The mean molecular weight (MW) of HA is 2 k and 300 k. Sixty Japanese male and female subjects aged 22–59 years who presented with crow’s feet wrinkles were randomly assigned to the HA 2 k or HA 300 k at 120 mg/day or the placebo group. The subjects were administered HA at a rate of 120 mg/day or a placebo for 12 weeks. The skin wrinkles were evaluated by image analysis of skin wrinkle replicas, and their skin condition was evaluated using a questionnaire survey.
During the study period, the HA groups showed better level of the whole sulcus volume ratio, wrinkle area ratio, and wrinkle volume ratio than the placebo group. After 8 weeks of ingestion, the HA 300 k group showed significantly diminished wrinkles compared with the placebo group. Skin luster and suppleness significantly improved after 12 weeks in all groups compared with the baseline.
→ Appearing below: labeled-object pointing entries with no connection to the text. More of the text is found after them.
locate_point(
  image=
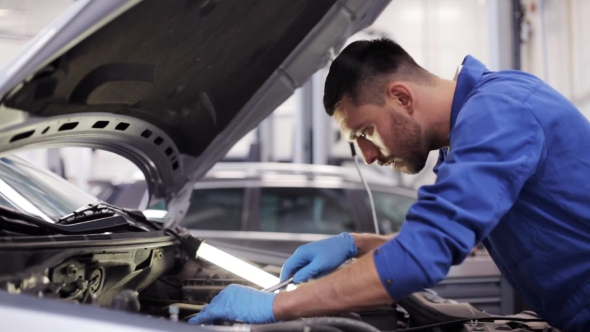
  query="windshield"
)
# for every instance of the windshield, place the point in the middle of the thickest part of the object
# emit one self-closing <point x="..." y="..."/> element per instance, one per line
<point x="38" y="192"/>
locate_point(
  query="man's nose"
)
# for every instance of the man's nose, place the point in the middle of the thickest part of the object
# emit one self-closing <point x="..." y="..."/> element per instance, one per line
<point x="370" y="151"/>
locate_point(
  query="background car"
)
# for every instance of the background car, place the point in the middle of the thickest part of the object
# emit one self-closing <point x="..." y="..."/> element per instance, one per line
<point x="264" y="211"/>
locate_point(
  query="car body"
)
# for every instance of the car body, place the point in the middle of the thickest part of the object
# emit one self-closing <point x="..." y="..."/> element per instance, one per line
<point x="171" y="85"/>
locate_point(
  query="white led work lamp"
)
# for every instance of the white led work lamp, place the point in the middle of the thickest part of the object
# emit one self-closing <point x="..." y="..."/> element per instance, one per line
<point x="236" y="266"/>
<point x="200" y="249"/>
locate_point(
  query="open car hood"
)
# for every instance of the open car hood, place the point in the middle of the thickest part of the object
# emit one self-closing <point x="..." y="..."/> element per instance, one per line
<point x="170" y="84"/>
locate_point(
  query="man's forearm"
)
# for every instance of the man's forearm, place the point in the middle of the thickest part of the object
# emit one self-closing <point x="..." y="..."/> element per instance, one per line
<point x="366" y="242"/>
<point x="354" y="287"/>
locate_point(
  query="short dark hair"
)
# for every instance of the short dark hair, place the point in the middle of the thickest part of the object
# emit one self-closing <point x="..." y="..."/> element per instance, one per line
<point x="363" y="67"/>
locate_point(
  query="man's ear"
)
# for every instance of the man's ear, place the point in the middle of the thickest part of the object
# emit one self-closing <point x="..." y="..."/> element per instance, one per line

The results suggest that oral HA (both HA 2 k and HA 300 k) inhibits skin wrinkles and improves skin condition.
Hyaluronan (HA) is a body component that is present in every connective tissue and organ, such as skin, synovial fluid, blood vessels, serum, the brain, cartilage, heart valves, and the umbilical cord. In particular, the skin has the largest quantity of HA in the body, with 50% of total body HA present in the skin.1
Wrinkles of the skin are formed under the influence of various factors, such as aging, ultraviolet (UV) light, and dryness. In particular, the degradation of collagen and HA by UV damage causes wrinkles.2,3 It is considered that the cause of crow’s feet is the same.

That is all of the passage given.